PARIS — France’s prime minister announced a ban Monday on yellow vest protests along the Champs-Elysees Avenue in Paris and in two other cities following riots on Saturday that left luxury stores ransacked and charred from arson fires.
Prime Minister Edouard Philippe said the ban will apply for an unspecified period in the neighborhoods that have been “the most impacted” in the cities of Paris, Bordeaux and Toulouse, where repeated destruction has occurred since the protest movement began in November.
He also said Paris police chief Michel Delpuech will be replaced this week by prefect Didier Lallement.
Philippe announced the measures following a meeting with French President Emmanuel Macron and top security officials that sought to avoid a repeat of Saturday’s violence, in which rioters set life-threatening fires, ransacked luxury stores and attacked police around the Champs-Elysees. Many of those high-end boutiques remained closed on Monday, some of them charred from arson fires set.
He acknowledged “dysfunction” in police operations on Saturday, rejecting “inappropriate” orders given to security forces to use fewer rubber bullets following a controversy about the injuries they’ve caused at previous protests.

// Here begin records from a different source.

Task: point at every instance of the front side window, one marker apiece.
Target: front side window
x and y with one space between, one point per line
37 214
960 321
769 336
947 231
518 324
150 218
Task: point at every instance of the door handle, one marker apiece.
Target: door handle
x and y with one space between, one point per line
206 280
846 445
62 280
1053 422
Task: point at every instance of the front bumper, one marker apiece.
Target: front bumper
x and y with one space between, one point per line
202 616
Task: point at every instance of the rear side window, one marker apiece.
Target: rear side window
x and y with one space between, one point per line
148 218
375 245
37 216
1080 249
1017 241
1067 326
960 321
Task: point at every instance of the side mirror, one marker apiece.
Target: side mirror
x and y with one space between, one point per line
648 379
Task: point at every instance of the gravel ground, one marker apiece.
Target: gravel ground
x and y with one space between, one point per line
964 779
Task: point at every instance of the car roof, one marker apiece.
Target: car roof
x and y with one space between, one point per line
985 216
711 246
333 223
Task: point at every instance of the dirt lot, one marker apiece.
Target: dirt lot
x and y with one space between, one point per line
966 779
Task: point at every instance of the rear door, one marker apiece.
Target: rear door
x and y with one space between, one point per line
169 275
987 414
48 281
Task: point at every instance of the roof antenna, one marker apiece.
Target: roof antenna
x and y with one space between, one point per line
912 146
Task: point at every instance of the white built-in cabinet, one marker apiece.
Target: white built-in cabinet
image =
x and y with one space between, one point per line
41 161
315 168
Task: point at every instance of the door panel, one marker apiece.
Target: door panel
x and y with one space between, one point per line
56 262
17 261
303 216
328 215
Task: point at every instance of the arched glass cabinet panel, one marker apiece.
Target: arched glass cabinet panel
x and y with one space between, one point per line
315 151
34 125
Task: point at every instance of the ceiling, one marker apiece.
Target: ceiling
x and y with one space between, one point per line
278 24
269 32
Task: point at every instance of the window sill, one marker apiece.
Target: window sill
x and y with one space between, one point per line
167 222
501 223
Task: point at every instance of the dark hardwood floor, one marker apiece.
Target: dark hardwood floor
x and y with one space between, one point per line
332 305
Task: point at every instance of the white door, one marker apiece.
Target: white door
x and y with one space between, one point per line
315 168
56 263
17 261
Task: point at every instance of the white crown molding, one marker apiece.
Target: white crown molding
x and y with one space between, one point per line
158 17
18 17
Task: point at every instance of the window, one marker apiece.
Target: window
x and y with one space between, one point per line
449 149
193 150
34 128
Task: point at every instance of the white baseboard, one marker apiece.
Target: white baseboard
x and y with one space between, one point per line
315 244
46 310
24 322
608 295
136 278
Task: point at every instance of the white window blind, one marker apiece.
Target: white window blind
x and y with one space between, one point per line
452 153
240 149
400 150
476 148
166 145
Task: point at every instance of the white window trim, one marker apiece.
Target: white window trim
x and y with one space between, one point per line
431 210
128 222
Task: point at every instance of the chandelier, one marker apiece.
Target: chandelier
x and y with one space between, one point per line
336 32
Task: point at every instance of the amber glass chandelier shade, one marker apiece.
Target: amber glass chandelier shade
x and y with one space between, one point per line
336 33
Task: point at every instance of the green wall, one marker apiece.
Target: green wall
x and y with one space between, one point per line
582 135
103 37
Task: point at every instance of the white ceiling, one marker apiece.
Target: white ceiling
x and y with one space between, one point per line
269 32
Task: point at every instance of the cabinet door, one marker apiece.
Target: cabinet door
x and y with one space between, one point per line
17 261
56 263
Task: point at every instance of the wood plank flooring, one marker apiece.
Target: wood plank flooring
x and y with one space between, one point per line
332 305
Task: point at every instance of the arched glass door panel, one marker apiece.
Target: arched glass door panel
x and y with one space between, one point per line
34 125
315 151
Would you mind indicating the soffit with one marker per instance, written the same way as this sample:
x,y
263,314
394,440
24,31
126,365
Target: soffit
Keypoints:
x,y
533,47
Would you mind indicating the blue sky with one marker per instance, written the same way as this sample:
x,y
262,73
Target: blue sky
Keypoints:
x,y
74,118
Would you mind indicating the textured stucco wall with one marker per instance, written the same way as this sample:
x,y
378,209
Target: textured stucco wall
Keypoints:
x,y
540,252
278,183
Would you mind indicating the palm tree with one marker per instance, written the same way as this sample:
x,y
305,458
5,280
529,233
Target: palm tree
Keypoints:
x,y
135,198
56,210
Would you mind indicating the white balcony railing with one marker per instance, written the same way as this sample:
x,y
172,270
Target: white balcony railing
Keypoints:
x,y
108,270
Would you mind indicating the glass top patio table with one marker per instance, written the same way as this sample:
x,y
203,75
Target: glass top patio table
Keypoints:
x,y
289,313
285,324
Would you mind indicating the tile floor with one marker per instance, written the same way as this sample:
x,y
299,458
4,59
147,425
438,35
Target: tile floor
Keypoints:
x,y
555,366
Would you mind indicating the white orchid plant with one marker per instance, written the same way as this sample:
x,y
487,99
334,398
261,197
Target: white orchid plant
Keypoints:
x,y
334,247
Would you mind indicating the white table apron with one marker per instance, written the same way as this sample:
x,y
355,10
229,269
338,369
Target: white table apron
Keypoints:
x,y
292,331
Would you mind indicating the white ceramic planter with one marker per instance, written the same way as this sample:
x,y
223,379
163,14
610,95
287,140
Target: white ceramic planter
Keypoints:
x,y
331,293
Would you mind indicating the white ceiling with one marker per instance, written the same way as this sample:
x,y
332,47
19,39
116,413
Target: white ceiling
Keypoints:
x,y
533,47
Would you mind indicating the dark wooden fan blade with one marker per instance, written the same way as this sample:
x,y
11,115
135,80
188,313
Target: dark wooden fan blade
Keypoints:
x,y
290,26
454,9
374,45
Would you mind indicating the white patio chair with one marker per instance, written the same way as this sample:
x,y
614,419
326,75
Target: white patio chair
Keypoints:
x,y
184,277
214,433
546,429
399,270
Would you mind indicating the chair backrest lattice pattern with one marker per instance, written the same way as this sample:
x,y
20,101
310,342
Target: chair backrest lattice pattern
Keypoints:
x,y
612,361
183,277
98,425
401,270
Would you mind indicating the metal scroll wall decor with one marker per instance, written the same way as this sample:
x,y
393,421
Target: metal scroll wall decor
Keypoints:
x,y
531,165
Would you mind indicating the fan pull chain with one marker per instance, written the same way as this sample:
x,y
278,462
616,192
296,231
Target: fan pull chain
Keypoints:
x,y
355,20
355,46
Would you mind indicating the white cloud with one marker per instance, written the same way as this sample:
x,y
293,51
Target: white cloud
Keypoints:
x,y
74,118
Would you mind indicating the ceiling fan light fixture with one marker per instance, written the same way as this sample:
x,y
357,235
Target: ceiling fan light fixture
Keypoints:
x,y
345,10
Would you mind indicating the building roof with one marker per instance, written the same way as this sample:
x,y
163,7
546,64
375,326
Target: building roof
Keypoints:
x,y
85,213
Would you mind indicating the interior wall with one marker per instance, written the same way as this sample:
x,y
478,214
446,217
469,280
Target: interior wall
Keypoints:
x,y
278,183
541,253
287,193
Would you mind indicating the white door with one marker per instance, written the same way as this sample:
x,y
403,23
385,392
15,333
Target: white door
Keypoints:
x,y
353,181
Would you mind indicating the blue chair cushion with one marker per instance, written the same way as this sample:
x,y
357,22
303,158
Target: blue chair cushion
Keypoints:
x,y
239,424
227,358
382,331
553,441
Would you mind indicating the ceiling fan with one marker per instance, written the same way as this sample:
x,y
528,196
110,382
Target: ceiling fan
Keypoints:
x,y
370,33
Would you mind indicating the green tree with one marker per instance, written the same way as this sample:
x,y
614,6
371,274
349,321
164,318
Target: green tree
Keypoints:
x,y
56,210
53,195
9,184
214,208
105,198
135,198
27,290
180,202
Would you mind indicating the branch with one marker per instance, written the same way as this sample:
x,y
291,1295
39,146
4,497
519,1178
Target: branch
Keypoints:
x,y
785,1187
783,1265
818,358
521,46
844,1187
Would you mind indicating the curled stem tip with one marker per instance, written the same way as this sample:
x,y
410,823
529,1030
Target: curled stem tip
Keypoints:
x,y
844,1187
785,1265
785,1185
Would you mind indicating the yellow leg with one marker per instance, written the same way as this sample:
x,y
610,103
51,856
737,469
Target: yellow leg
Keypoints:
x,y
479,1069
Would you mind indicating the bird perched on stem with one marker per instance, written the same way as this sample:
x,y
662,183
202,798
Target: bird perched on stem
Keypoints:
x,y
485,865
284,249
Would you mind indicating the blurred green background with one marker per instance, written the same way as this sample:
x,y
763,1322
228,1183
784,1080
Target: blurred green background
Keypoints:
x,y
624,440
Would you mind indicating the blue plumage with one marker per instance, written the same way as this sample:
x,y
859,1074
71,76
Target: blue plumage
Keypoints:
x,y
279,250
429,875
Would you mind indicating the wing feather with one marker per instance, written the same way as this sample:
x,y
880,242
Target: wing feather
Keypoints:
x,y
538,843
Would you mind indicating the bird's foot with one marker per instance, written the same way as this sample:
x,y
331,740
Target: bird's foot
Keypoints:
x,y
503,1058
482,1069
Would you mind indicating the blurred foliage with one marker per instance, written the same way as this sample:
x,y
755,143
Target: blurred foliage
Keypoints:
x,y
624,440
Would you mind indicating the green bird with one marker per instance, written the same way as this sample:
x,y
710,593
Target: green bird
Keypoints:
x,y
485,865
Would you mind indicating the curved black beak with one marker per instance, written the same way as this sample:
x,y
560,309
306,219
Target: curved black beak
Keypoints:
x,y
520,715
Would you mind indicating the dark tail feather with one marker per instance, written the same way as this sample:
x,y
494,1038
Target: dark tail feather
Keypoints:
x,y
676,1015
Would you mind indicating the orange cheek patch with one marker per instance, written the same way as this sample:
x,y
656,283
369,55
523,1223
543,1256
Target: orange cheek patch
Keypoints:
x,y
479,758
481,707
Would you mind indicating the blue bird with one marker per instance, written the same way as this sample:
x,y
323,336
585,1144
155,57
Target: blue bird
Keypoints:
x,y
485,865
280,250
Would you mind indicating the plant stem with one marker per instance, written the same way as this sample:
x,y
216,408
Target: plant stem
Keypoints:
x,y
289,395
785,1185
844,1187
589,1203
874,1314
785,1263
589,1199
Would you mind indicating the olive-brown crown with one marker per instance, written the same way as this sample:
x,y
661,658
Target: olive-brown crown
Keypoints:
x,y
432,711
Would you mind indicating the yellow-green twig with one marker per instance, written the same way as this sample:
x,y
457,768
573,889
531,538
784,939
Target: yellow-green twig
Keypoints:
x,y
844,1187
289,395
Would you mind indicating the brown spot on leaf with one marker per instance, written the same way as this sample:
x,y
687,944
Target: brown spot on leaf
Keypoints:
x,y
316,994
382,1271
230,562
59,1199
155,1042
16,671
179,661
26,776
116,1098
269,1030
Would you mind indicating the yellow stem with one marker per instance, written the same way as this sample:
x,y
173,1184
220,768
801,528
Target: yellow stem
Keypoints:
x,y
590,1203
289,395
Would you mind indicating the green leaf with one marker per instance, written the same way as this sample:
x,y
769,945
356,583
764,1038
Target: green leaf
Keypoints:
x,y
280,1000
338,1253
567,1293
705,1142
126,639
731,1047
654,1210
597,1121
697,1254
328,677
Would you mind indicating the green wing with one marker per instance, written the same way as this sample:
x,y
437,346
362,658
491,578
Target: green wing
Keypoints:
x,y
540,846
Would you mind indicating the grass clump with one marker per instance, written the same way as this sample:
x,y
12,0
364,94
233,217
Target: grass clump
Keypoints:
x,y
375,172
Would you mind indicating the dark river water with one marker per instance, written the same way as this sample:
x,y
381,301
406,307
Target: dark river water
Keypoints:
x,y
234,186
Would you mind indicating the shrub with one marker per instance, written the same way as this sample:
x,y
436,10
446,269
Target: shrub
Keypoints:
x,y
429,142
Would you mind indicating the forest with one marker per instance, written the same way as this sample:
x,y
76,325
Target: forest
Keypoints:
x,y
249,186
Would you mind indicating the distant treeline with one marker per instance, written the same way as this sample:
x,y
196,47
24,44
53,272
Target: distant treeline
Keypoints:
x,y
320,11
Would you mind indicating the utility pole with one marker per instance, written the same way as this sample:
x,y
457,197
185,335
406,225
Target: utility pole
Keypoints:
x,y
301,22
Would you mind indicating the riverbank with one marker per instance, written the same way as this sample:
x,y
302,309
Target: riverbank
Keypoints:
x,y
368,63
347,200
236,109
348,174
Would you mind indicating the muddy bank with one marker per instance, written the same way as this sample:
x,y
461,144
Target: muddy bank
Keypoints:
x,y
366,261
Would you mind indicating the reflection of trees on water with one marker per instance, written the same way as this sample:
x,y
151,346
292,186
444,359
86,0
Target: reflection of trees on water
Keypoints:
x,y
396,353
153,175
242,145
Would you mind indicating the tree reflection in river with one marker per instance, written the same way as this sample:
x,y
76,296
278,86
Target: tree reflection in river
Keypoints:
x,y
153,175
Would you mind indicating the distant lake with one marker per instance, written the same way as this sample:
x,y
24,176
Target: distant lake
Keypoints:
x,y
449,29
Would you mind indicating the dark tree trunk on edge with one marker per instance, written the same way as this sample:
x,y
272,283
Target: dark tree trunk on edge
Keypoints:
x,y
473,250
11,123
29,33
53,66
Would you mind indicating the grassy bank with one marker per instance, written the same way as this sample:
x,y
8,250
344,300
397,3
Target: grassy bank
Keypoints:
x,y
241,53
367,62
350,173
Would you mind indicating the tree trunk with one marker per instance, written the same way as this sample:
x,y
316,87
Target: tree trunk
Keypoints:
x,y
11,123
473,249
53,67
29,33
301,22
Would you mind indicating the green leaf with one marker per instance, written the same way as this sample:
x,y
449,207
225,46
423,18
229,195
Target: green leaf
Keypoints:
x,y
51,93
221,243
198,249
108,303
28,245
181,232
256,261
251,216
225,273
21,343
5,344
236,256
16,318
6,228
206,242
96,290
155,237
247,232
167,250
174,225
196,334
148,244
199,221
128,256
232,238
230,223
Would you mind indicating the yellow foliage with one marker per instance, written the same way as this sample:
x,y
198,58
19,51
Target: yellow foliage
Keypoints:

Philippe announced a shift in security strategy to allow police to have a greater initiative on the ground to take measures against rioters and disperse crowds. He said police will use new tools, including drones and video surveillance, to help preventing violence and send rioters to trial.
“When a protest has been banned and its aim is to ransack and loot, all of those who take part it in and, in fact, protect looters, encourage them or glorify them online, are complicit and will have to face the consequences,” he said.
Philippe promised “nothing will change” for peaceful, authorized protests.
The surge in violence came as the 4-month-old movement, which is pressing for more economic justice, has been dwindling. Images of the destruction on Saturday– including from a bank fire that engulfed a residential building and threatened the lives of a mother and child — could further erode public support.